What is menopause?

The menstrual function has been the source of many interpretations, myths and fears over the story. For a long period of time of menopause was interpreted as the accumulation of dangerous health, determinants of mood swings or even madness.
In this context, the menopausal woman was considered as being decreased, a situation was happening socially irrelevant when it met its mission to perpetuate the species. Even today this vision endures pejorative when it is a negative view of a woman, saying that “it’s menopause.” Western culture promotes the myth that menopausal women suffer changes in personality, prone to depression and decreased sexual interest, which in turn reinforces the negative consideration that women have their own process of menopause .

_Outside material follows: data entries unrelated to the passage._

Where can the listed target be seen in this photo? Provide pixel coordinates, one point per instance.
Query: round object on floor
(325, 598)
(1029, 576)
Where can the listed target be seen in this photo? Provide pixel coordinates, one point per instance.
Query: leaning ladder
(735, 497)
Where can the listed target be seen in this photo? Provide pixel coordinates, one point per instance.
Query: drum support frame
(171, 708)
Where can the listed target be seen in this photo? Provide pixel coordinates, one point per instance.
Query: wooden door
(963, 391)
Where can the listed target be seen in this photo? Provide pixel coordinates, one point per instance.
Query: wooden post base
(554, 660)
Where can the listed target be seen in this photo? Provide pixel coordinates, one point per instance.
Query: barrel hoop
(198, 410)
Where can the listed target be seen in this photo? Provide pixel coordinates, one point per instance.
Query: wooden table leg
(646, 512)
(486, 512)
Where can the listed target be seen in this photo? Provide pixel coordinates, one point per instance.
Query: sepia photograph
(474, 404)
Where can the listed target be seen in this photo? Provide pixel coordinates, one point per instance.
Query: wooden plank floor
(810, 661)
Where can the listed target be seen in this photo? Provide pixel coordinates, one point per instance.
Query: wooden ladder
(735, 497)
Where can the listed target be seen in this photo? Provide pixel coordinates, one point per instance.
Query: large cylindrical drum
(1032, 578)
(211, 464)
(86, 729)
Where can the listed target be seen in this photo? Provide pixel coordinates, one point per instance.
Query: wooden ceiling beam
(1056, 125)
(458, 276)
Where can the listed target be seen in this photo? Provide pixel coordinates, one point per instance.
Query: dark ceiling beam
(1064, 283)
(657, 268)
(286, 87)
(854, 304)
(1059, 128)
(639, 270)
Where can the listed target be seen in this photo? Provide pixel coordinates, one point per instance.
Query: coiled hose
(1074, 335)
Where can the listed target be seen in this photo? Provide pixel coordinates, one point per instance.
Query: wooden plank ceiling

Although it has been confirmed that during the postmenopausal period interest and sexual activity tends to decline as a result of the effects of decreased estrogen, such as vaginal dryness and increased vaginal infections, has also been found that in many cases not only there is a decrease in libido, but may even experience an intensification of women to feel free from the fear of unwanted pregnancy and the care for young children.
In many instances, menopause can probably become the center of projection of all the causes of conflicts that occur concurrently with physical, emotional, work and family when, in general, would attribute these psychological symptoms associated menopausal process the combination of physical changes, cultural influences and expectations and individual perceptions delproceso. Affective disorders are probably the most often been associated with menopause. Even Kraepelin referred to it when writing about involutional melancholia in relation to menopause.
However, recent studies come to demystify this connection, since they find no significant evidence that would establish the existence of a depressive disorder associated specifically to that period, or the increased prevalence of depression among menopausal women, pointing out the exception in those Women with prior mood disorders associated with cyclical or ongoing events related to reproduction (women who have previously suffered from premenstrual syndrome, postpartum depression and / or depression in the years before menopause.) On the contrary, it has been an increase in the incidence of depression in the years before the complete cessation of menstruation, as has been suggested that the hormonal imbalance that occurs at this stage what causes psychological symptoms (fatigue, irritability, sleep problems, abrupt changes of mood …) by the same mechanism that acts in premenstrual syndrome.